Pan proposed the bill, which would leave in place medical exemptions to vaccinations, in the wake of a major measles outbreak in the state that began at Disneyland in December.

All told, more than 150 people across the United Sates have been diagnosed with measles in recent months, 126 of them in California.

The outbreak renewed debate over the so-called anti-vaccination movement, in which fears about potential side effects of vaccinations, fueled by now-debunked research suggesting a link to autism, prompted a small minority of parents to refuse them for their children.

The proposal, which must clear several other legislative hurdles before a possible Senate floor vote, prompted roughly four hours of heated discussion that saw several people removed for shouting down lawmakers, the Sacramento Bee newspaper reported.

Detractors of the bill, including Republican senator Jim Nielsen who voted against it on Wednesday, said it tramples on a parent's rights, the Bee reported.

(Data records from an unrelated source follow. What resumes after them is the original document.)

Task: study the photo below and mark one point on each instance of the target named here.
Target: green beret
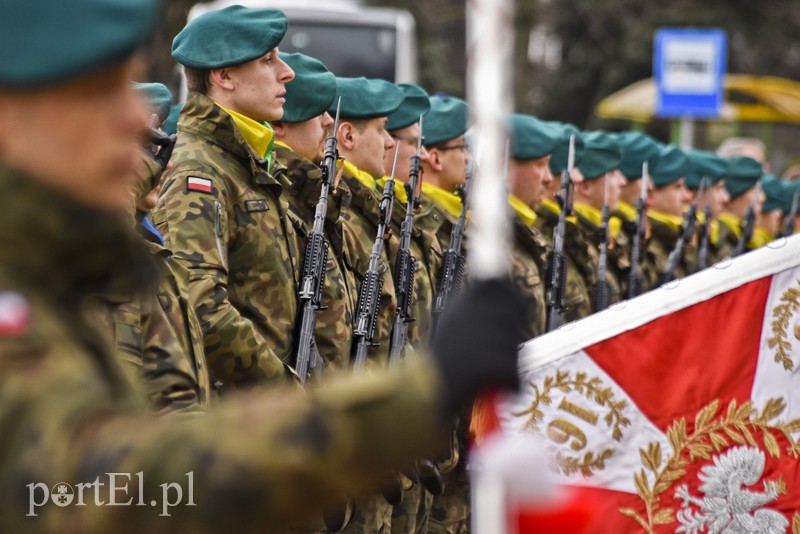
(775, 194)
(44, 41)
(601, 154)
(447, 119)
(672, 165)
(170, 125)
(157, 96)
(366, 98)
(790, 187)
(704, 164)
(228, 37)
(532, 138)
(559, 158)
(312, 91)
(415, 105)
(636, 149)
(742, 175)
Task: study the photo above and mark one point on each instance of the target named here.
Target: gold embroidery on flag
(783, 313)
(566, 429)
(713, 432)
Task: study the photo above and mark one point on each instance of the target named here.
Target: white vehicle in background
(349, 38)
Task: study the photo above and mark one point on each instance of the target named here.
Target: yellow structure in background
(747, 98)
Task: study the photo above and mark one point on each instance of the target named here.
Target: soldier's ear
(347, 135)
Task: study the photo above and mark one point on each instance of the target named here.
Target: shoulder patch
(256, 205)
(14, 313)
(195, 183)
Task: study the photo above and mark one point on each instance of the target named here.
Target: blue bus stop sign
(689, 68)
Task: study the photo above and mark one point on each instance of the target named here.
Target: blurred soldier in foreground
(220, 209)
(68, 414)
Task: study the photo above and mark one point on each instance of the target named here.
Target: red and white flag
(678, 411)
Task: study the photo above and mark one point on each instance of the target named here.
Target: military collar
(79, 250)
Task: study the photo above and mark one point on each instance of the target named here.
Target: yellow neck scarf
(258, 135)
(449, 202)
(399, 189)
(595, 217)
(364, 177)
(673, 221)
(523, 210)
(626, 210)
(732, 222)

"I have very profound feelings about parental rights and responsibilities and great dismay in American society over the decades how much that parental right, that parental responsibility has diminished," Nielsen said, according to the newspaper.

Measles was declared eliminated in the United States in 2000 after years of intensive childhood vaccine efforts. But in 2014 the country had its highest number of cases in two decades.

There is no specific treatment for measles and most people recover within several weeks. But in poor and malnourished children and people with reduced immunity, measles can cause serious complications including blindness, encephalitis, severe diarrhea, ear infection and pneumonia.